Beware: Because Electron tells Windows that this app cannot be resized

(since it's transparent), you won't be able to use hotkeys like `Windows + Left`

to tile the window on the left side of the screen, and tiling the window by

dragging it to a side of the screen won't work either.

This should only be a problem on Windows, I can personally attest

that these things work fine on Linux.

## Usage

To run the app:

```shell

npm install  # Install the dependencies

npm start  # Run the app

```

## Directory structure

```

.

│  The root folder contains mostly configuration files for NPM, Electron Forge,

│  Vite and Typescript. Those files aren't very interesting.

│

├── README.md

│     The file you're reading right now!

├── LICENSE.md

│     Some copyright law stuff. You can freely use the example code.

├── index.html

│     The HTML of the app.

├── assets

│     This folder contains CSS files & fonts.

└── src

    ├── main.ts

    │     Electron's main process. Mainly creates the app's window and handles

    │     things like resizing the window.

    ├── preload.ts

    │     This script adds some functions that the renderer can later use to

    │     communicate with the main process.

    ├── renderer.ts

    │     Electron renderer. This code adds functionality to the HTML, such as

    │     making all of the window controls work. 

    ├── drag_resize.ts

    │     The logic for the custom window-resizing borders

    ├── explode.ts

    │     A completely unnecessary particle effect (for nice polish)

    └── vec2.ts

          A small custom 2D vector class, see "Vectors" section of README.md

```

## Vectors

In the code I make regular use of vectors and I thought it would be best to

clarify.

I have a bit of experience in game development and because of that I'm now

convinced that all Cartesian coordinates

(that is: all coordinates with some kind of `x` & `y` properties)

and differences in coordinates (such as size, offset and movement)

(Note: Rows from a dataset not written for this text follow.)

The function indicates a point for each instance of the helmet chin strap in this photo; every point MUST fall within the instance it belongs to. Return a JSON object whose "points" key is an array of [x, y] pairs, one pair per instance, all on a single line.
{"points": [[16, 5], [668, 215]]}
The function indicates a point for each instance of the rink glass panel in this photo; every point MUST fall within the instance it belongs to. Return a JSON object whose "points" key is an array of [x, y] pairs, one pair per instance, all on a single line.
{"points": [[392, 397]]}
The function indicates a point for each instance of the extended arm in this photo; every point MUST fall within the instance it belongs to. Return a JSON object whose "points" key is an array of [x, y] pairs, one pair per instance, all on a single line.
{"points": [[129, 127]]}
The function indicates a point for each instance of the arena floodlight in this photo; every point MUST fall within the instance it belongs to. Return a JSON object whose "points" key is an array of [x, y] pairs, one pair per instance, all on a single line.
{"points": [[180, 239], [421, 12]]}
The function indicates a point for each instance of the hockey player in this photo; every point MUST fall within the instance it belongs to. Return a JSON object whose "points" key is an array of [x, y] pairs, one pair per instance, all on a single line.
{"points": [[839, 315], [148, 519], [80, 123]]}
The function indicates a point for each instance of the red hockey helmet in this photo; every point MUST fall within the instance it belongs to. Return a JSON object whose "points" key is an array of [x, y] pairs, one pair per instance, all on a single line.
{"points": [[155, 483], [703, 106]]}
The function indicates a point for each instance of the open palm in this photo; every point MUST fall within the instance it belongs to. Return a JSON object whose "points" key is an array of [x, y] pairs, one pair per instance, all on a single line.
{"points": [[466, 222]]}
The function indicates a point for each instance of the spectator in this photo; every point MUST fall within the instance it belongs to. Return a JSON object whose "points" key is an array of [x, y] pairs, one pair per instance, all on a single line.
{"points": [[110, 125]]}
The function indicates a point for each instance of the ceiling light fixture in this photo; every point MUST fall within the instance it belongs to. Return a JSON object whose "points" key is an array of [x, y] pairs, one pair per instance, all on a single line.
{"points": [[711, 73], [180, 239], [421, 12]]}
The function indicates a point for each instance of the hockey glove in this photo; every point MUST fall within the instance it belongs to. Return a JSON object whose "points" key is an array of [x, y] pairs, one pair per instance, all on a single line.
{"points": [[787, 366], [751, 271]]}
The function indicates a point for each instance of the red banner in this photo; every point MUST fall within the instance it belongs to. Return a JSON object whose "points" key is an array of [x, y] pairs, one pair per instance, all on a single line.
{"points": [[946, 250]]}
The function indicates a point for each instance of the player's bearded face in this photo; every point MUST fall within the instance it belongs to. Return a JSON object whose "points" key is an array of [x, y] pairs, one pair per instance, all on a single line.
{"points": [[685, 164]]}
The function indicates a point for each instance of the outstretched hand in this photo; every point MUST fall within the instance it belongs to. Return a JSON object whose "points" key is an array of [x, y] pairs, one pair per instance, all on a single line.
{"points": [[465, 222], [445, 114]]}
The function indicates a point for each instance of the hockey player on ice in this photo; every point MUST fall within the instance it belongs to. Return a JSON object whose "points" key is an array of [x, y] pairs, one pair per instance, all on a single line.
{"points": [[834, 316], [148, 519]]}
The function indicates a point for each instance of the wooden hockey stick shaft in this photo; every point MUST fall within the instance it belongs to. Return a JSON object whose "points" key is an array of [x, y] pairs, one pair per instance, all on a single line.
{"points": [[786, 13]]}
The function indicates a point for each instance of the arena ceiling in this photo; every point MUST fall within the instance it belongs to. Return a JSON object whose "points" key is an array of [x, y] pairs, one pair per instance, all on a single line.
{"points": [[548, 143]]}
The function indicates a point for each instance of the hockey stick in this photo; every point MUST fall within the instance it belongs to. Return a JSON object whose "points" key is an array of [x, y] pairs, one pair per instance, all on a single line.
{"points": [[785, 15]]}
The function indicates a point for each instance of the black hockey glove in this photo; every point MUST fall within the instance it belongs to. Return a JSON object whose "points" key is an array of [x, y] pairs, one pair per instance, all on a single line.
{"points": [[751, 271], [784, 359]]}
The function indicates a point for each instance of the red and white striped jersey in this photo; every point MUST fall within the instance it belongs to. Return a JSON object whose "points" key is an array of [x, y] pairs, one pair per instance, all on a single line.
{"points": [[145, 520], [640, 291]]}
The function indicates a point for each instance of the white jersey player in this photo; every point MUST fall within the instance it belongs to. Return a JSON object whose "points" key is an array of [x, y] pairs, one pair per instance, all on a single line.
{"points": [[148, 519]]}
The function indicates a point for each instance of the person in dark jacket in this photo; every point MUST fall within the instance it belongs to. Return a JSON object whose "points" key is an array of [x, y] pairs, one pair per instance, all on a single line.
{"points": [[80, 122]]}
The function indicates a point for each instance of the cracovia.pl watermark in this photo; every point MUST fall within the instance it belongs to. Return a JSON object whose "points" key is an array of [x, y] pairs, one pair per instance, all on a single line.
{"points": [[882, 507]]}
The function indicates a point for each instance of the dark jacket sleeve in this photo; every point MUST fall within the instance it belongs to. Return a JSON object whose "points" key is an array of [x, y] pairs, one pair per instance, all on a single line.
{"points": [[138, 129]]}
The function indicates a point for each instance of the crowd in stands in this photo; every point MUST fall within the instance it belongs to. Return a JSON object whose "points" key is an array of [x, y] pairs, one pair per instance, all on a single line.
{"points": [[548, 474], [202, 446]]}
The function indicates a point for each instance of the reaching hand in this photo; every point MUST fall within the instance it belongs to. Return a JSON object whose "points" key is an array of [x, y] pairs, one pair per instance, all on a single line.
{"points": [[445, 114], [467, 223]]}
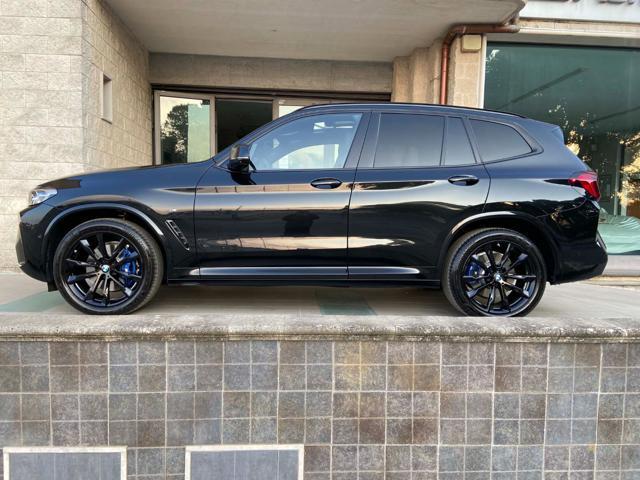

should pretty much always be stored in a

vector.

Notably, by "vector" I mean the linear algebra kind of vector, not the C++ kind

of vector.

Vectors let you turn most simple geometry operations into one-liners —

it's a lot more convenient than always working with `x` & `y`

individually.

Of course a whole linear algebra library is pretty overkill when I only

need a 2D vector, so I made my own small implementation and put it in

[src/vec2.ts](src/vec2.ts).

Here's how to calculate the distance between two points with vectors:

```js

const first_point = vec2(0.5, 0.5);

const second_point = vec2(5, 10);

// In the line below `sub` is short for "subtract" (which gives the difference

// between the two points). Unfortunately Javascript doesn't support custom 

// operator overloads, so we can't use the nicer "-" syntax :(

const distance = sub(first_point, second_point).length();

```

Here's the equivalent without vectors:

```js

const first_point = [0.5, 0.5];

const second_point = [5, 10];

const difference = [

    first_point[0] - second_point[0],

    first_point[1] - second_point[1]

];

// This is Pythagoras' theorem, for people who have forgotten their geometry:

const distance =

    Math.sqrt(difference[0]*difference[0] + difference[1]*difference[1]);

```

These two implementations internally do pretty much the same thing,

but the example with vectors just has nicer syntax (in my opinion).